授業のない日に実施される学校儀式に、当初は欠席する児童も多かったそうです。規程では地方の実情に合わせて、出席者にお菓子などを配ってもよいという一項が含まれていました。紅白の餅や饅頭、落雁などをもらっていたということです。

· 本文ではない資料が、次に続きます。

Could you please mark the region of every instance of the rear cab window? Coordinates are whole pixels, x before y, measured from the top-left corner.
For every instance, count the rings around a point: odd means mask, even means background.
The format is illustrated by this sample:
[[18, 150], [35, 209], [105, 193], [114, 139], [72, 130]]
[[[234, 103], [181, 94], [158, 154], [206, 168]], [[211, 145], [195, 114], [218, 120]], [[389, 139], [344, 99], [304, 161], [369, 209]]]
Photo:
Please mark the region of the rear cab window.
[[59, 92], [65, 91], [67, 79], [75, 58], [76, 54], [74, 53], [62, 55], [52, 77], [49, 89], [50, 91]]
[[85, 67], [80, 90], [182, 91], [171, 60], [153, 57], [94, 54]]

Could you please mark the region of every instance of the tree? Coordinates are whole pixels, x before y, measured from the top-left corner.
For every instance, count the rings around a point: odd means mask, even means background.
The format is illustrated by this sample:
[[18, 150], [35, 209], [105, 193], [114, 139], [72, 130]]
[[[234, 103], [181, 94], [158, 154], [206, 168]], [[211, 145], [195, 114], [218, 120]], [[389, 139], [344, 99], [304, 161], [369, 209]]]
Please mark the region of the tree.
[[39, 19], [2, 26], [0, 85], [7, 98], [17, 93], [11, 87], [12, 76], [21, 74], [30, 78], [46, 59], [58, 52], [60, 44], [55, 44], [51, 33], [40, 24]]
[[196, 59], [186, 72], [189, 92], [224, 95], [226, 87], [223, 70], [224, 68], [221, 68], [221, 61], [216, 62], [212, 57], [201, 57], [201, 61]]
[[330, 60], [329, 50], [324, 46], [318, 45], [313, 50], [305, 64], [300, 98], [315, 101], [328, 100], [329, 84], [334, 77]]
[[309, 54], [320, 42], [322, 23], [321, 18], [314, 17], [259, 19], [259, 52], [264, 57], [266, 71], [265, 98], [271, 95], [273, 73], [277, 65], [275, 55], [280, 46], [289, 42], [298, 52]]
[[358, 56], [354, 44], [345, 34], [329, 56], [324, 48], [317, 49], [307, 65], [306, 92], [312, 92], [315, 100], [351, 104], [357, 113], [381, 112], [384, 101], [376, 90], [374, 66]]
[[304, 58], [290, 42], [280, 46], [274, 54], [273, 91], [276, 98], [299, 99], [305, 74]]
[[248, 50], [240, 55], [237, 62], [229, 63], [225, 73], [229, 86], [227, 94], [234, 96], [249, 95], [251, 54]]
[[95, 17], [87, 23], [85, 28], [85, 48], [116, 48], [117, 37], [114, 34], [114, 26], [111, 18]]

中学校でも施行規則において、小学校と同様の規程がなされました。各中学校は内規で「式次第」を定めています。明治43年の愛媛県立松山中学校のそれを挙げておきます。(漢字は旧字体を新字体に改めています)
第12章 儀式
第65条 三大節ノ儀式順序左ノ如シ
一 生徒一同入場着席
二 職員同上
三 職員生徒一同立礼
四 学校長式ヲ始ムル旨ヲ告グ
五 学校長最敬礼ヲナシ開扉ス
六 開扉ノ時一同最敬礼
七 唱歌
八 学校長及職員生徒御真影ニ対シ最敬礼 学校長賀辞ヲ奉リ最敬礼(職員生徒同上)ヲナシ 復席
九 学校長教育勅語ヲ奉読スル旨ヲ告グ 奉読ノ前後一同最敬礼
十 学校長最敬礼ヲナシ閉扉ヲ了リ復席シテ式ノ終ヲ告グ
十一 職員生徒一同立礼
十二 職員退場
十三 生徒退場
(第七 松山中学校細則より)
#今朝は起きてびっくり。温暖な当地方では年に一二度というレベルの降雪です。昨日畦焼きが終わっていて良かったです。